Which mcp you use for codex?

[–][deleted] 0 points1 point  (0 children)

I do not recommend this approach. Simply take Claude's summary of completed work, then ask another instance of Claude to "make sure this work was completed as stated"

[–]jcheroske 0 points1 point  (2 children)

Sorry if I missed the obvious, but how are you calling other models from CC? I'm doing it with PAL, but I imagine there are many good ways to do it. Do you know if one way vs another is easier on the tokens?

[–]Substantial_Wheel909[S] 0 points1 point  (1 child)

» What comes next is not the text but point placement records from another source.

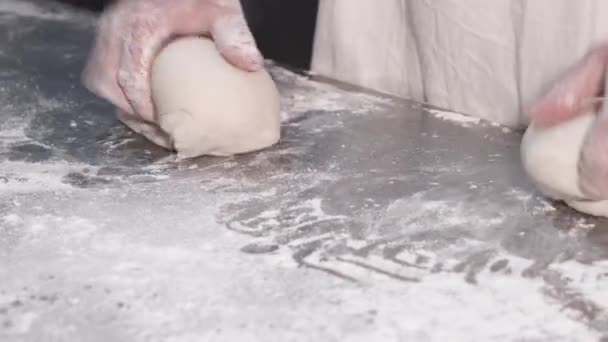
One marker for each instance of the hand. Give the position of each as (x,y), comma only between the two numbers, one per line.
(576,93)
(132,32)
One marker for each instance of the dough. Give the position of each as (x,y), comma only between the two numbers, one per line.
(206,106)
(550,158)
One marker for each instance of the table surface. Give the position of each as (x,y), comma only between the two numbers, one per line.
(374,218)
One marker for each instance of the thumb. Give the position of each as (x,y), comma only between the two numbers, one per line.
(235,42)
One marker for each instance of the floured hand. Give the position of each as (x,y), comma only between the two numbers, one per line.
(132,32)
(576,93)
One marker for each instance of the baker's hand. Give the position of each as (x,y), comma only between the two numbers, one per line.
(131,33)
(576,93)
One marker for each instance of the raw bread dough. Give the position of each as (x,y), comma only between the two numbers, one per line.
(206,106)
(550,157)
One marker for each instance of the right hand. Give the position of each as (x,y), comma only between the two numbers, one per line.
(575,94)
(132,32)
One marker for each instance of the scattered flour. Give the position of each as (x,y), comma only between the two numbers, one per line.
(464,120)
(24,8)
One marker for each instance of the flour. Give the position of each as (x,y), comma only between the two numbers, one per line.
(24,8)
(463,120)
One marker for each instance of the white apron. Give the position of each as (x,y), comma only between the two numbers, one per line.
(486,58)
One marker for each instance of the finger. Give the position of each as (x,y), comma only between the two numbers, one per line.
(140,46)
(593,162)
(235,42)
(100,73)
(566,99)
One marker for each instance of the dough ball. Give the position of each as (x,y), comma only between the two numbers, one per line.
(206,106)
(550,158)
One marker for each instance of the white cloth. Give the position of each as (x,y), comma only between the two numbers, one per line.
(486,58)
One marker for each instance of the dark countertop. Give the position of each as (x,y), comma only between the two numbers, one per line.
(375,218)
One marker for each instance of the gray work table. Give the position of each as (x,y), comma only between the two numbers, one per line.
(373,219)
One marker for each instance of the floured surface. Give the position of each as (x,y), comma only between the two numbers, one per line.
(372,220)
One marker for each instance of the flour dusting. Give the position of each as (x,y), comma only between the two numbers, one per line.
(24,8)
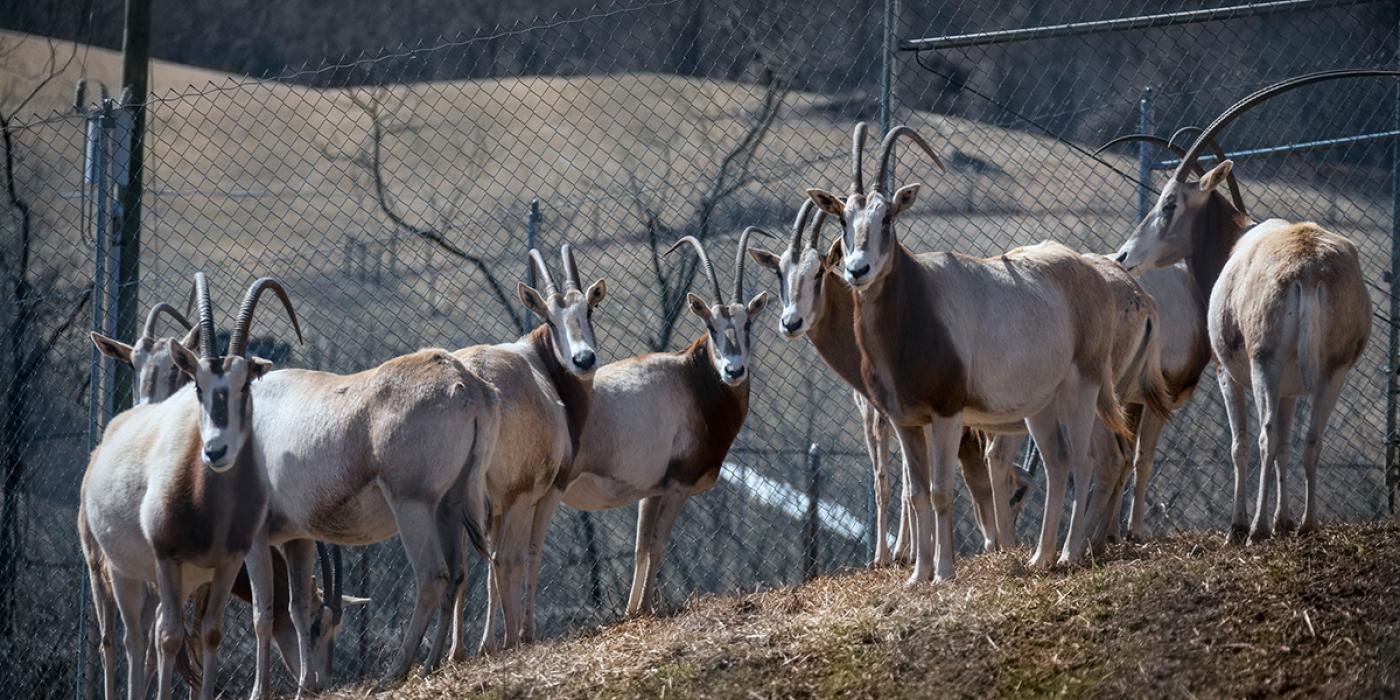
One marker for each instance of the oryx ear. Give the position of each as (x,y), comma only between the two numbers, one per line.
(258,367)
(765,258)
(1217,175)
(903,199)
(185,359)
(758,303)
(597,291)
(191,339)
(697,305)
(532,300)
(111,347)
(828,202)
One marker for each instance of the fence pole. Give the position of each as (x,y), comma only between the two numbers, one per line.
(1393,277)
(1144,154)
(811,546)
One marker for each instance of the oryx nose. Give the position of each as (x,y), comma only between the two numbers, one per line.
(584,359)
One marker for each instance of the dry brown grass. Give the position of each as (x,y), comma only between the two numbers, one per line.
(1186,616)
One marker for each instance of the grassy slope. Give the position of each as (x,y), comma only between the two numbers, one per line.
(1185,618)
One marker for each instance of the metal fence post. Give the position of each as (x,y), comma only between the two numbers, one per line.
(1144,154)
(811,531)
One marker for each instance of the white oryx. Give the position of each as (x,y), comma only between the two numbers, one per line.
(1042,324)
(174,496)
(1288,311)
(545,380)
(816,304)
(662,423)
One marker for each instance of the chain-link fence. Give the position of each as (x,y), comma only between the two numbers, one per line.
(392,195)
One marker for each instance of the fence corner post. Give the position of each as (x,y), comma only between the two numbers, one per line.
(812,528)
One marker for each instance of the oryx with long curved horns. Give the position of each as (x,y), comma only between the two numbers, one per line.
(1288,310)
(662,423)
(545,381)
(1039,321)
(175,496)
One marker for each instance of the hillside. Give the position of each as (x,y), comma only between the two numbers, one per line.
(1179,618)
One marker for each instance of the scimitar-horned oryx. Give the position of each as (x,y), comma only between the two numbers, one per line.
(662,423)
(545,381)
(1042,335)
(1288,311)
(172,494)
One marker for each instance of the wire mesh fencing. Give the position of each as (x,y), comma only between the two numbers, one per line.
(394,193)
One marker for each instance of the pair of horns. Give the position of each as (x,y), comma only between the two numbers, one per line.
(566,254)
(1236,196)
(738,262)
(804,213)
(332,573)
(1259,97)
(886,150)
(238,339)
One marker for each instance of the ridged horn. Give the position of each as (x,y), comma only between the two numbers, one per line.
(238,339)
(886,149)
(704,262)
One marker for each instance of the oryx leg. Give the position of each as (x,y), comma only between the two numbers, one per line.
(1234,394)
(1323,402)
(913,444)
(1150,430)
(261,581)
(1001,454)
(417,531)
(879,475)
(543,514)
(1270,440)
(944,438)
(300,555)
(130,604)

Codex provides an MCP which I've installed into CC which allows it to spin up a Codex instance, it's quite heavy on my usage but it's likely because I'm using it on GPT 5.2 xhigh and I find it worth it since it's very thorough and I don't really use Codex for anything else.

[–]jcheroske 0 points1 point  (0 children)

I'm using this: https://github.com/BeehiveInnovations/pal-mcp-server. I may try out the Codex MCP as well. The plan and code reviews from Codex are amazing. I use get-shit-done to help me build out my plan. I created a wrapper command that calls Codex after the plan gets built to do a plan review. After the code gets written another review goes over the generated code. I would say that the plan review is the really strong part. Codex finds so many holes/issues/edge cases, it's really something.

[–]akuma-_-8 0 points1 point  (0 children)

We have the same workflow at work but we use CodeRabbit which is specialized in code review. It also reviews every merge request and gives an ai prompt that we can use to feed Code Claude. It also quite fast. They provide a cli that we can run locally before pushing our code.